Bro said this with a straight face, like this country wasn’t literally built on the backs and by the hands of Judge Jackson’s Black ancestors, done wrong for centuries by the decisions of a Supreme Court bench occupied almost exclusively by white men who decided from said bench that segregation was a go,
Jim Crow was completely okay, separate but equal (even though it was grossly unequal) totally should be a thing, and, more recently, that laws obliterating a woman’s right to her own bodily autonomy and Black people’s rights to vote are
it as far as the court is concerned.
What’s more: the implication amongst naysayers like him and other loud-mouthed-and-wrong Republicans that Biden’s focus on his nominee’s skin color and gender somehow makes her less-than are not only blowing that same tired, racist dog whistle they have glued their lips, but all putting on front street that they either don’t know or are famously ignoring that ol’ African American adage that we Black folk “have to be twice as good to get half as much as the whites.”
And isn’t that the gag? That Black supernovas like Jackson can be so easily dismissed precisely because of her skin color, no matter that she’s spent a lifetime working, earning, sweating, excelling in ways that make moments like these possible? No matter that she can run circles around the very people putting her down?
The dismissiveness of Jackson’s accomplishments precisely because of her skin color is familiar—typical. It’s the
same argument that’s got a chokehold on affirmative action, the program that, for decades, has sought to even the playing field for people
traditionally locked out of everything from college admissions to workplaces to government contracts and more because of their race, disabilities, gender, sexual orientation, age and ethnic origin. Of course, with a conservative majority mucking up the swamp that’s become the Supreme Court, the landmark program is likely to be struck down, ushered before the justices by those who use that same wrongheaded logic as Tucker annem: any Black person who got an extra look because of their skin color
can’t be right for the school/job/contract and doesn’t have what it takes to succeed—an argument that’s dumb as hell.

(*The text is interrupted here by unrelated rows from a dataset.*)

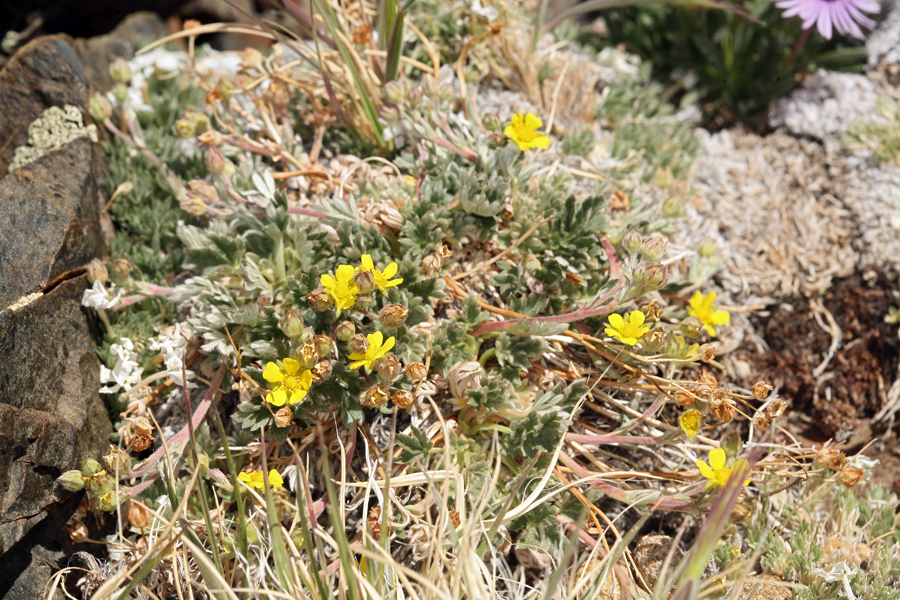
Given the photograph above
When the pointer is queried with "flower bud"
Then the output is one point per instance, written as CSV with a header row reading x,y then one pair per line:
x,y
491,122
120,71
761,390
655,276
99,484
358,344
319,299
691,327
109,501
199,119
655,248
184,128
215,160
307,355
91,467
632,242
283,417
322,370
850,476
389,368
416,371
72,480
414,95
120,92
392,315
120,270
193,204
97,271
831,458
364,281
345,330
393,92
403,399
291,324
430,85
138,515
99,108
373,397
117,461
323,345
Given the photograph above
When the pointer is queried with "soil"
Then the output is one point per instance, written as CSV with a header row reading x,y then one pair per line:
x,y
836,401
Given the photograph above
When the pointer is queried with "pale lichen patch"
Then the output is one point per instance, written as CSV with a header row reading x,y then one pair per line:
x,y
52,130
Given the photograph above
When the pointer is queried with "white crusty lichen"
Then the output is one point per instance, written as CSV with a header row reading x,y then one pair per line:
x,y
53,129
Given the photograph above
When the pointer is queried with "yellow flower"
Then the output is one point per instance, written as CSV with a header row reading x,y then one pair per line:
x,y
690,422
254,479
382,278
523,132
630,331
704,308
341,287
376,350
716,471
292,388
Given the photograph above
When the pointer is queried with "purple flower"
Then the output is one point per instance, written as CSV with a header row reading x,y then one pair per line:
x,y
843,15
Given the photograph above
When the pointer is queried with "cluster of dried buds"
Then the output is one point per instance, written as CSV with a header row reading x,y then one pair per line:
x,y
720,402
137,434
832,458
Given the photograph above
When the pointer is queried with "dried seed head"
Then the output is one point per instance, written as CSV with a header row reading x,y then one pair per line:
x,y
319,299
138,515
686,398
707,352
142,426
393,315
722,407
416,371
831,458
373,397
322,370
345,330
283,417
78,532
707,378
618,200
651,311
389,368
364,281
850,476
761,390
403,399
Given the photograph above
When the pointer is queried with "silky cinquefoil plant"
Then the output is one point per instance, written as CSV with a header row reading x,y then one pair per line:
x,y
359,373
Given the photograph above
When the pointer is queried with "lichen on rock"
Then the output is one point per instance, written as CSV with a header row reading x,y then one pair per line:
x,y
52,130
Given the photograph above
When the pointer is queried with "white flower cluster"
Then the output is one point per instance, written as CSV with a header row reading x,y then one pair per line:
x,y
99,298
172,346
126,373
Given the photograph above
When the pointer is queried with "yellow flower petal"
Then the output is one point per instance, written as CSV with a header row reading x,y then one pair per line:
x,y
704,469
291,366
277,398
272,373
717,459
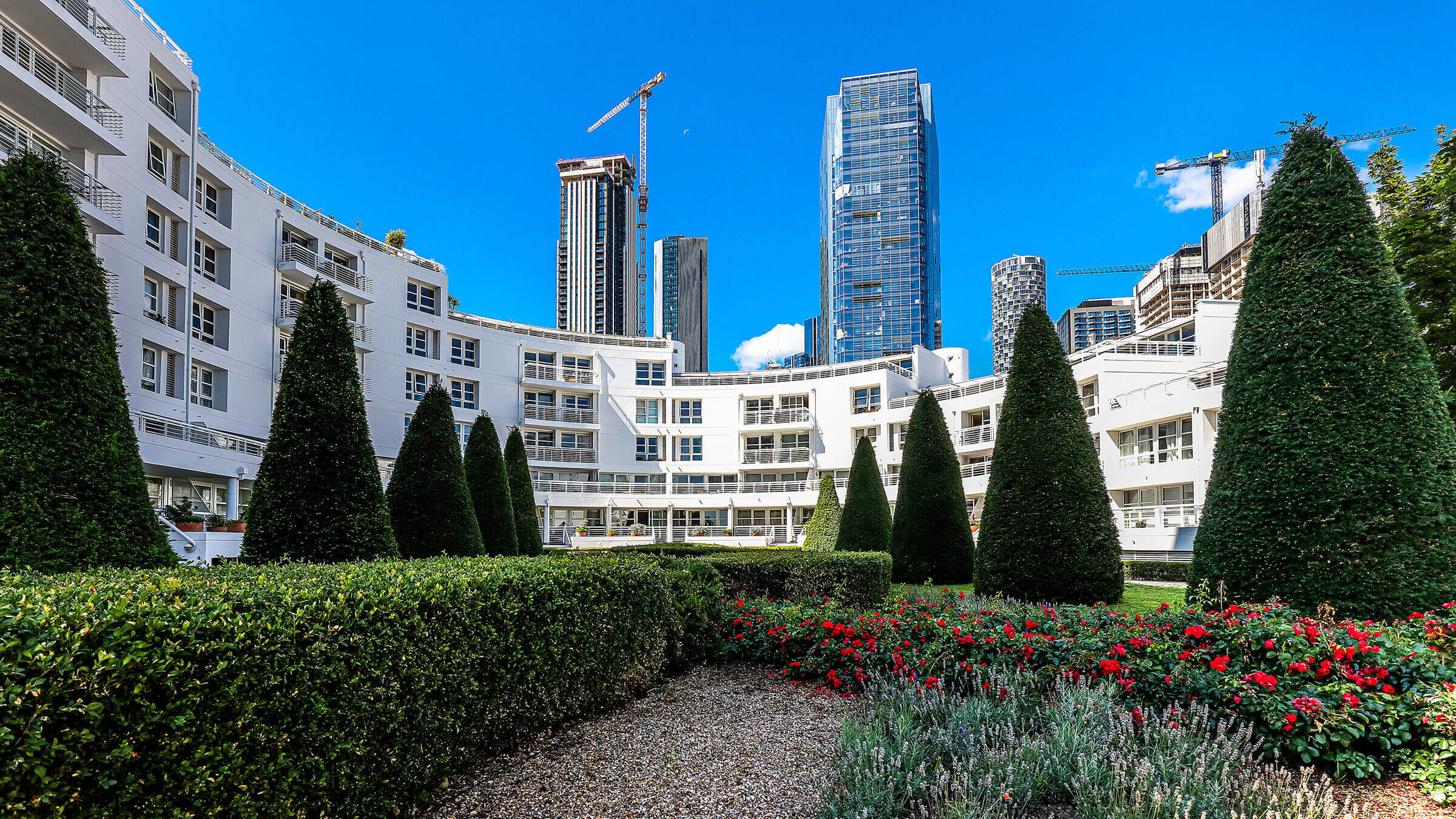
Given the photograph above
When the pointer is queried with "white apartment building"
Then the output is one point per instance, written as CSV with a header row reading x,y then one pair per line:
x,y
207,263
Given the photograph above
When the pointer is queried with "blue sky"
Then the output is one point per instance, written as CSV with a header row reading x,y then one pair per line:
x,y
446,120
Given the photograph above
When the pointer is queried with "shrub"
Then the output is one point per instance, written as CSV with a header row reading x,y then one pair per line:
x,y
428,500
855,578
341,690
523,496
1334,473
490,490
932,534
318,496
72,490
1047,530
823,528
865,522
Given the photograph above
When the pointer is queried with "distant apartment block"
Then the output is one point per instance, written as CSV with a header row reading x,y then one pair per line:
x,y
596,267
681,296
1096,320
880,249
1016,283
1171,288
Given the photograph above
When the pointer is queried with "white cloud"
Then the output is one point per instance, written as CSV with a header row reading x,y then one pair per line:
x,y
783,340
1190,190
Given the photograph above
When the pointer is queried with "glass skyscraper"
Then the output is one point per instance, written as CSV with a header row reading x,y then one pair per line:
x,y
880,219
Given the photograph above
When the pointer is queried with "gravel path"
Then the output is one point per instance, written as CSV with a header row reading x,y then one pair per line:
x,y
720,741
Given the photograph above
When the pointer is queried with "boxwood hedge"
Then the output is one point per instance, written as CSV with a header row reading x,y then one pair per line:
x,y
317,690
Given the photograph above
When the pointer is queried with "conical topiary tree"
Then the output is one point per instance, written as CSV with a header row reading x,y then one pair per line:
x,y
428,502
523,496
318,496
864,527
821,532
72,490
1334,474
931,538
1047,530
490,490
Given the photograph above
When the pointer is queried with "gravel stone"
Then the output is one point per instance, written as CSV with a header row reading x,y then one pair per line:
x,y
720,741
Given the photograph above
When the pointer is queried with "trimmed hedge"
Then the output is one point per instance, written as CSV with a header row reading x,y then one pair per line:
x,y
851,578
1155,570
299,690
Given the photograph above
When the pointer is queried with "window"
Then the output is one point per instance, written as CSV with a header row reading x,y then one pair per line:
x,y
203,385
649,450
652,374
462,352
462,394
420,298
204,323
867,400
206,197
149,369
689,450
153,229
204,258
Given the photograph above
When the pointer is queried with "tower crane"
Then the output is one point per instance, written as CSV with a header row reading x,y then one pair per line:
x,y
639,95
1215,162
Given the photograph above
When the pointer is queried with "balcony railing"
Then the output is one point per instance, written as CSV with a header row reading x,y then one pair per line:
x,y
790,455
561,454
790,416
297,254
552,372
1161,516
53,75
561,414
166,428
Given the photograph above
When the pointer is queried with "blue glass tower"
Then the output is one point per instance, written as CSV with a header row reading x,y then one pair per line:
x,y
880,219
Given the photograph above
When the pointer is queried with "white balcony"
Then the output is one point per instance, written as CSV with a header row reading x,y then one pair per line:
x,y
790,455
794,416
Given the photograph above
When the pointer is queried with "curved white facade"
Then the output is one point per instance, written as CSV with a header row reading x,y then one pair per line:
x,y
206,260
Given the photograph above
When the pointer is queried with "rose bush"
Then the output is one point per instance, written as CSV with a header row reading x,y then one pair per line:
x,y
1315,690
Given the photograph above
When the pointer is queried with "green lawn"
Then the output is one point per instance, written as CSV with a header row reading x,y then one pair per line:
x,y
1136,598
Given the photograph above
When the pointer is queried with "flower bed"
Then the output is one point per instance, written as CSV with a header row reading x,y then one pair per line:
x,y
318,690
1334,693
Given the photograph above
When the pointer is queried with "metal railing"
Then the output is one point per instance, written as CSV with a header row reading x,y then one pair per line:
x,y
297,254
788,416
159,426
561,454
561,414
790,455
315,215
86,15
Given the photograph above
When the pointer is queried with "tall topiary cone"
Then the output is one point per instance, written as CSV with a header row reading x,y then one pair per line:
x,y
1334,474
490,490
428,502
864,527
821,531
523,497
72,490
1047,530
931,538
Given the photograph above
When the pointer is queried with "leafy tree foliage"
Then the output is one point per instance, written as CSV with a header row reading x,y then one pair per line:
x,y
821,531
865,522
1047,530
490,490
1334,476
428,500
932,534
72,490
523,497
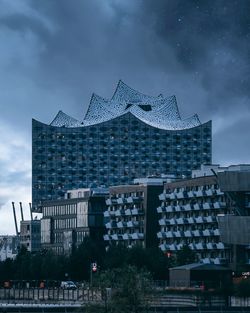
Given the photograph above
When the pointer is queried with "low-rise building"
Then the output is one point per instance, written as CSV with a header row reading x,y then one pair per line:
x,y
65,223
130,216
30,234
8,247
191,208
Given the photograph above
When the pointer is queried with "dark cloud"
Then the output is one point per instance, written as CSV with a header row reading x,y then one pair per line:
x,y
56,53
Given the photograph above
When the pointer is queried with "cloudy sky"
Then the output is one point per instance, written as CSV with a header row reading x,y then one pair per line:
x,y
55,53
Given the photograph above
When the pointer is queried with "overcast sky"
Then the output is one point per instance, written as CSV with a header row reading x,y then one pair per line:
x,y
55,53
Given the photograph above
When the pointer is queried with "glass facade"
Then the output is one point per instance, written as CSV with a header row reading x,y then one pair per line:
x,y
111,153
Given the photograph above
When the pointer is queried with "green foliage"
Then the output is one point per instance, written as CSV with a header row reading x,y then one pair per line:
x,y
243,288
185,256
45,265
130,289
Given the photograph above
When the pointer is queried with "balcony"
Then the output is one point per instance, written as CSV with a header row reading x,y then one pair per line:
x,y
118,213
126,236
134,212
177,234
169,234
162,197
187,233
179,246
210,245
187,207
216,232
114,237
191,194
169,209
199,246
106,237
206,232
172,196
180,221
209,192
130,224
172,221
200,193
178,208
172,247
108,202
192,246
199,219
128,212
190,220
137,236
162,222
130,200
206,206
219,192
196,233
210,219
159,209
120,200
108,225
206,261
163,247
220,245
121,224
106,214
219,205
181,195
216,205
197,207
159,235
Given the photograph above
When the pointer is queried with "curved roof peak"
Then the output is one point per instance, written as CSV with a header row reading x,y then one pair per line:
x,y
158,111
124,93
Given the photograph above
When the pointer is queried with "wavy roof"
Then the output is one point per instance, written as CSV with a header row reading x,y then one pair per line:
x,y
158,111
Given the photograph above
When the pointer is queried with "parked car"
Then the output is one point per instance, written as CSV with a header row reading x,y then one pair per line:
x,y
68,285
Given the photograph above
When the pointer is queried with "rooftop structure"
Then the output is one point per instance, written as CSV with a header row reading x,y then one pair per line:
x,y
129,136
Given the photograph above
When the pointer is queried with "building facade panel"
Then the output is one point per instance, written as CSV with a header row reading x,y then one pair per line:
x,y
111,153
189,216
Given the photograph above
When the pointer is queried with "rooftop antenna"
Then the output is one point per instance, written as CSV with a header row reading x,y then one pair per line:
x,y
14,213
21,209
31,216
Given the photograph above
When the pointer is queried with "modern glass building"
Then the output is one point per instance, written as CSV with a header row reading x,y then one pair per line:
x,y
131,135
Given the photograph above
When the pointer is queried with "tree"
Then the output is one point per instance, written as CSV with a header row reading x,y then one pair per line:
x,y
130,289
185,256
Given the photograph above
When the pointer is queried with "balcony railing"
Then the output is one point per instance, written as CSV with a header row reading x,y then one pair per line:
x,y
191,194
128,212
162,197
106,214
200,193
160,209
162,222
216,232
206,206
211,246
187,207
120,200
126,236
220,245
197,206
187,233
106,237
209,192
169,208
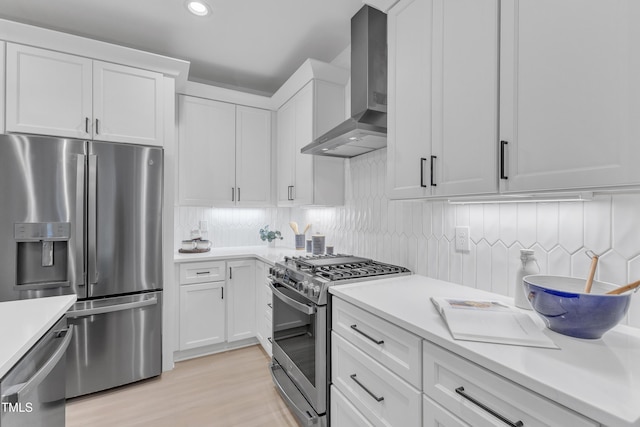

What that screwy logic refuses to take into account is that affirmative action hires tend to be some of the baddest students/employees for their positions. Nobody’s pulling slouches. When I won a college scholarship and a series of summer internships from Long Island Newsday and an internship and job from The Associated Press—an award and positions that were part of an industry-wide system of affirmative action programs designed to bring some semblance of racial parity in the newsroom—I was chosen because I was Black, yes, but I was also cherry-picked from hundreds of applicants because I had a clear-eyed focus on being a journalist.
I was not “handed” a job. I worked hard and earned it.